It’s been quite a couple of weeks in public art here in this formerly sleepy arts colony. First, a driver careened into a bayfront statue named “Unconditional Surrender.” Loved and reviled, the damaged statue of the famous sailor/nurse kiss celebrating the end of WWII was lowered to the ground last week by a crane, sending the damaged sailor from a vertical kiss to a horizontal grope.
The bigger news, though, is a new mural, which replaced a controversial old one. The sequence of events:
- A mural called “Fast Life” was painted on the side of a prominent building. The mural’s name comes from the eight letters painted on a would-be gangsta’s knuckles.
- Fast Life gains immediate notoriety, with pushback from this historically African American (and crime besieged) neighborhood. The mural seemed like a recruiting tool glorifying gang life. Perhaps more galling to the neighborhood was the fact there was no outreach in the first place.
- Earlier this month, Fast Life was painted over by the building owner, who was sick of the vitriol.
- Last week, a new mural by same temperamental French artist appeared on the side of Sarasota Architectural Salvage. This mural contains all sorts of imagery mocking removal of Fast Life, with stinging, but less controversial content.
Here is where #5 gets interesting. The owner of Sarasota Salvage, Jesse White, at first expressed apprehension about the pointed painting, but then did something unexpected: he put a chalkboard at street level to solicit opinions from the people.
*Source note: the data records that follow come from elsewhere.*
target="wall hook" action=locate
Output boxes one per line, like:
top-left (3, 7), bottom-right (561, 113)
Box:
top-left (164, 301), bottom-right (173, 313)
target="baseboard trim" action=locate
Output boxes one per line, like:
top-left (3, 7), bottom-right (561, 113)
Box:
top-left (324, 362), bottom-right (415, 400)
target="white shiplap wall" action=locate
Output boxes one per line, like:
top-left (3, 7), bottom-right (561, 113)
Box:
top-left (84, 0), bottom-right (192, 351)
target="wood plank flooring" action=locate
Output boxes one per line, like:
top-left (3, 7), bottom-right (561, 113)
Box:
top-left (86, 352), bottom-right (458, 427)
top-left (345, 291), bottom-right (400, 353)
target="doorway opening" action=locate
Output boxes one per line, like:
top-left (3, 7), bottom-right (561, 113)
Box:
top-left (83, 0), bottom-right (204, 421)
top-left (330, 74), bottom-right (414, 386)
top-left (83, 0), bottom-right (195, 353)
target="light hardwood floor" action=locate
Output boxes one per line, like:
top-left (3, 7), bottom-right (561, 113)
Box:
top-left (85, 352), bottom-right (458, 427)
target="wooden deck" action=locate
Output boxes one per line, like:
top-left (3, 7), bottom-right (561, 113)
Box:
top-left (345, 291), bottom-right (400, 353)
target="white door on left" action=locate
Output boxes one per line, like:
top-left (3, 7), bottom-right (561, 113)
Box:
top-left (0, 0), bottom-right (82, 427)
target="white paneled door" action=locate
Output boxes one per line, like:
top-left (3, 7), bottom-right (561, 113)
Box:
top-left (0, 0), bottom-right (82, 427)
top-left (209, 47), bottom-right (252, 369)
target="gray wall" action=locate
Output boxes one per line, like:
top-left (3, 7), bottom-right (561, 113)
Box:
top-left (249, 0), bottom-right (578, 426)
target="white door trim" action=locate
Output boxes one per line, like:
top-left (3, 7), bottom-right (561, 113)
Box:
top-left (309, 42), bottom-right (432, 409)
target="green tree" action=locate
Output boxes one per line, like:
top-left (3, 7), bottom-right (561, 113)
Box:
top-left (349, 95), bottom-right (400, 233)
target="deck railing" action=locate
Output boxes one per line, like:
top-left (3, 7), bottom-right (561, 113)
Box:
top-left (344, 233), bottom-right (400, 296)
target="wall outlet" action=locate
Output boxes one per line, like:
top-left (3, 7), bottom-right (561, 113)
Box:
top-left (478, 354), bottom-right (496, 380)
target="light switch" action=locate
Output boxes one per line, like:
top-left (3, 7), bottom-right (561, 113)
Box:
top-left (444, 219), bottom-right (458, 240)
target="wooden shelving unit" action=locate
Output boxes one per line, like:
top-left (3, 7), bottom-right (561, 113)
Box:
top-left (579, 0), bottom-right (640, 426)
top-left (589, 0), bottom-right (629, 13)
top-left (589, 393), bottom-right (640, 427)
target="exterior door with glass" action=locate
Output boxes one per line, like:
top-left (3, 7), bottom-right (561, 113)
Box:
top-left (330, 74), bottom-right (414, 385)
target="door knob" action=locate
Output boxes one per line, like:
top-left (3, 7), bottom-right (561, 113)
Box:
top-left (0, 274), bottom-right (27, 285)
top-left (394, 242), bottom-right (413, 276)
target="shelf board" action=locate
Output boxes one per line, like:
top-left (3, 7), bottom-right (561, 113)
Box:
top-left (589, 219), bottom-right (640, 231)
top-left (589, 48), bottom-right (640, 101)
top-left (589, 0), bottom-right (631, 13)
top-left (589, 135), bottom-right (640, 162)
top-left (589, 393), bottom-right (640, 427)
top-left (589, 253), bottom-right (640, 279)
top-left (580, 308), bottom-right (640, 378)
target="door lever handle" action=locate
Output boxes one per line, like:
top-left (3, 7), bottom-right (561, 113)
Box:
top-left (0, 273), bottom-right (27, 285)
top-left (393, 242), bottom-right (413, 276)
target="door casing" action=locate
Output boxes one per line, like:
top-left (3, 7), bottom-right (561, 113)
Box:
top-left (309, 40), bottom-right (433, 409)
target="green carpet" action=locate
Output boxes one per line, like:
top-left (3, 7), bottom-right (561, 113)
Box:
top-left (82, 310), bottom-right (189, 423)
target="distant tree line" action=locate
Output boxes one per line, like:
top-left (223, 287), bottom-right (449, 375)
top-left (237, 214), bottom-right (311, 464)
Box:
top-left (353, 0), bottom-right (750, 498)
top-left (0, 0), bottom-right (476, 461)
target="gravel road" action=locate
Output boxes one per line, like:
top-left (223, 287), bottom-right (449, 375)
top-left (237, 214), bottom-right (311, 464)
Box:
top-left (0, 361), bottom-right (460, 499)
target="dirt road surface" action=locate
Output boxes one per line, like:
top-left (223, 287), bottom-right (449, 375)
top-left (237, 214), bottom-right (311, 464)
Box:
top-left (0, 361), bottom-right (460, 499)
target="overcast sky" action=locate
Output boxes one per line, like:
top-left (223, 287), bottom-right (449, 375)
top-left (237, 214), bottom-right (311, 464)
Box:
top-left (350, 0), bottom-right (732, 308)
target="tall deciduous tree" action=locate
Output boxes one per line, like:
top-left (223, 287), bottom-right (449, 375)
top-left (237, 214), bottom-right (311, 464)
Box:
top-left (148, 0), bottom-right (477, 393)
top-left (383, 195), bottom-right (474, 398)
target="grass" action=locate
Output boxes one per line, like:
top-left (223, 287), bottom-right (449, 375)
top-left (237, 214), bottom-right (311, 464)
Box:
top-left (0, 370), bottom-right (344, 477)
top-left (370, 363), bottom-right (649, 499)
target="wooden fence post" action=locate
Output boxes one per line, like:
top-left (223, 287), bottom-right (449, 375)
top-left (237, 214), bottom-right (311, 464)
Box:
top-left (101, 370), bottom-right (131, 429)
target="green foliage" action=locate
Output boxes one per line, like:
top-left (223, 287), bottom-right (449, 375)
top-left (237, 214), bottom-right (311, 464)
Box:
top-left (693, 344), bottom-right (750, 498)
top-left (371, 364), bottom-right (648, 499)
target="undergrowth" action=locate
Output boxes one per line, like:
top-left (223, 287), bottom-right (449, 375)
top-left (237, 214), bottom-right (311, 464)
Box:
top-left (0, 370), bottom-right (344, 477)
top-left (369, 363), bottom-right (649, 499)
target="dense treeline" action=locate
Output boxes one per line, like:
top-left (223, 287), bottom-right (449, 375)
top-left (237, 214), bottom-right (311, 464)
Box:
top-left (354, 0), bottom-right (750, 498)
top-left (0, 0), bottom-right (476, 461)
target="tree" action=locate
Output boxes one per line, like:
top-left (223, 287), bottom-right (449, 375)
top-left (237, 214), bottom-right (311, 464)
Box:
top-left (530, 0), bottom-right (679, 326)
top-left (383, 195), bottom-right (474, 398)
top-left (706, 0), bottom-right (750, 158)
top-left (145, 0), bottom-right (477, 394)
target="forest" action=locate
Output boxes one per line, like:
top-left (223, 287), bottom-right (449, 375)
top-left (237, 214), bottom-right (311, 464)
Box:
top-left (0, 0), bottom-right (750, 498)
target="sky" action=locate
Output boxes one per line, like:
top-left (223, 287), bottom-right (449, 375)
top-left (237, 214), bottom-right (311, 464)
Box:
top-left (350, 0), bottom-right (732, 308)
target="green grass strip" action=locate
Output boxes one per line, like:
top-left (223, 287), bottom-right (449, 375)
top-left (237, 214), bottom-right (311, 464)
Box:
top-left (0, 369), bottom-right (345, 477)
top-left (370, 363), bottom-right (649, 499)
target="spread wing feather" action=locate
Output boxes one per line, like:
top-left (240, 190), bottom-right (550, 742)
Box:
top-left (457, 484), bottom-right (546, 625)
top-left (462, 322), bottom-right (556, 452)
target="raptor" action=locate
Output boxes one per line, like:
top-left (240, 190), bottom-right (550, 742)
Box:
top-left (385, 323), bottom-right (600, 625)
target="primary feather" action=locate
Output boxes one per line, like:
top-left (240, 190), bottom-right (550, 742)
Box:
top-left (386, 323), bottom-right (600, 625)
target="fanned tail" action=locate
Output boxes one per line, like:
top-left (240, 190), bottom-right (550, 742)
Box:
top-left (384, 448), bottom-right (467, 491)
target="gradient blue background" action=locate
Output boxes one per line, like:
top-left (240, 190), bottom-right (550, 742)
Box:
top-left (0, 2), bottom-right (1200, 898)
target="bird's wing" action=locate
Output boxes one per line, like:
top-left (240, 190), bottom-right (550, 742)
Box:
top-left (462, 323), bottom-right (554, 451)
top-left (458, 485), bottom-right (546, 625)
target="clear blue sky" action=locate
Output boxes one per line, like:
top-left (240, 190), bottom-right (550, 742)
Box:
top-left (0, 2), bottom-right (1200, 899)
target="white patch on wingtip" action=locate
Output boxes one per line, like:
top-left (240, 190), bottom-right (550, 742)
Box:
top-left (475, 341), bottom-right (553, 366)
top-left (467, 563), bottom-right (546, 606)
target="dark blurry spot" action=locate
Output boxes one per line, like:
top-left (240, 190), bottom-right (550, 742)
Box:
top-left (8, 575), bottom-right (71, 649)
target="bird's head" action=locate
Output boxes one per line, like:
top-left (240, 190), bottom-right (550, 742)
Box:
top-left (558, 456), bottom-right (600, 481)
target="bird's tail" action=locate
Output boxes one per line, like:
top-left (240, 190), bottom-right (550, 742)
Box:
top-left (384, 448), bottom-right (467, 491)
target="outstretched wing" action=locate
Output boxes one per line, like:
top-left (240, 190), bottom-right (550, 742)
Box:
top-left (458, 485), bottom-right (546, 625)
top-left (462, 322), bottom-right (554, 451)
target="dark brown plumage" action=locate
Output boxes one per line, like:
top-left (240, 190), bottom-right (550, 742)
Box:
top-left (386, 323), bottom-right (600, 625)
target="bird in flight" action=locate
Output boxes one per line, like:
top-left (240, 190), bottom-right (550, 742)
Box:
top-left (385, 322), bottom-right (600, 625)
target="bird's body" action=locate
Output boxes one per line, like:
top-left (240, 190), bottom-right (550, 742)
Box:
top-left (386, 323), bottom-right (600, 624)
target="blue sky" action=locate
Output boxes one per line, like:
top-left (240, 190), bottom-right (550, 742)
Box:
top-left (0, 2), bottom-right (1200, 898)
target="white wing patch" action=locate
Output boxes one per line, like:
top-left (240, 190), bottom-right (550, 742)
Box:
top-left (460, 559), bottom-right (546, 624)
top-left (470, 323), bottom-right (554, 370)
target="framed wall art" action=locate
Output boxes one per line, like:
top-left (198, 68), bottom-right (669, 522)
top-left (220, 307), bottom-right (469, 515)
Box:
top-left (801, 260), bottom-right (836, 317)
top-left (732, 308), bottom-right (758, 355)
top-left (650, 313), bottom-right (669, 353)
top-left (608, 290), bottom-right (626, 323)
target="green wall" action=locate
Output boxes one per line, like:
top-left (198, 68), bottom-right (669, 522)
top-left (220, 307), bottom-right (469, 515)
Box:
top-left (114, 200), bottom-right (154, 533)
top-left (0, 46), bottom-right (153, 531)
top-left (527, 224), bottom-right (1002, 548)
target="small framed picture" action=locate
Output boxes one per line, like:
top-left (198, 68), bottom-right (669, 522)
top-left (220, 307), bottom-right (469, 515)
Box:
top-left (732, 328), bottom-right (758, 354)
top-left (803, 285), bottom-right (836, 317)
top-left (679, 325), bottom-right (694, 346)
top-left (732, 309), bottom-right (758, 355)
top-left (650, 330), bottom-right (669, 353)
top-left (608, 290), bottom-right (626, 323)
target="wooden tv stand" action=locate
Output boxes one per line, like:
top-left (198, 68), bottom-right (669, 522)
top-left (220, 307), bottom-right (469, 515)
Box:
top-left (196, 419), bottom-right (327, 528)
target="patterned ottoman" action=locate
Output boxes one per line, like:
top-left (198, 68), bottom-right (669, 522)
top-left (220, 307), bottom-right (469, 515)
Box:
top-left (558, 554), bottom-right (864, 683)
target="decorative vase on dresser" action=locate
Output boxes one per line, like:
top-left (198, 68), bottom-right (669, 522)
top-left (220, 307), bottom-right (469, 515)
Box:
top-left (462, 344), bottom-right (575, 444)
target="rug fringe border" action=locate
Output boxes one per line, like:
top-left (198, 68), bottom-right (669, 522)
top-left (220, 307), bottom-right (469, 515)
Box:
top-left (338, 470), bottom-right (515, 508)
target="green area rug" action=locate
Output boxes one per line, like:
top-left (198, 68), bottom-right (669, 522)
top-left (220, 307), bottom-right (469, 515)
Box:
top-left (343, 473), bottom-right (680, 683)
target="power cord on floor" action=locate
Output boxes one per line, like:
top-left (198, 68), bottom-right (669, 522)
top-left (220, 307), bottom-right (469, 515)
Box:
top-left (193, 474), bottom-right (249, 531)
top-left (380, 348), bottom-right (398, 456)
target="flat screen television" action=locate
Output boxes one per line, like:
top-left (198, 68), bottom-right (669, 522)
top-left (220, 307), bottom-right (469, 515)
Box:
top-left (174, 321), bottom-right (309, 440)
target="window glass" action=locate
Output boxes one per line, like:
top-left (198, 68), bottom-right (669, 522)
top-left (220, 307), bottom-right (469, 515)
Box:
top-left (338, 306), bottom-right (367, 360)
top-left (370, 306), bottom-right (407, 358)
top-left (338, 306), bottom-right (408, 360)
This marks a new direction for public arts talk here in Sarasota. While we all love spirited public debate, all too often, art talk is uncomfortable for the wrong reasons. Arts, which is supposed to tap the talents of the many, is perceived (right or wrong) to be a possession of a few. The chalkboard may or may not attract that many comments, but all of a sudden, it is part of a mural, that is part of a neighborhood, that is part of our collective artistic heritage. We are MTO (whether he likes it or not).
This is not the only way chalk has become a transformation in communities. In Charlottesville, Virginia, the popular pedestrian mall is home to the First Amendment Wall.
In New Orleans, a large project called “Before I Die” hit town, combining the ultimate morbid thought with aspiration and inspiration.
What Jesse White did was something Sarasota needed: he shifted the way we look at things from problem to asset. The mural seems to still be a work in progress and there are all sorts of ways this may not become the transformational piece we need it to be. But that’s our job.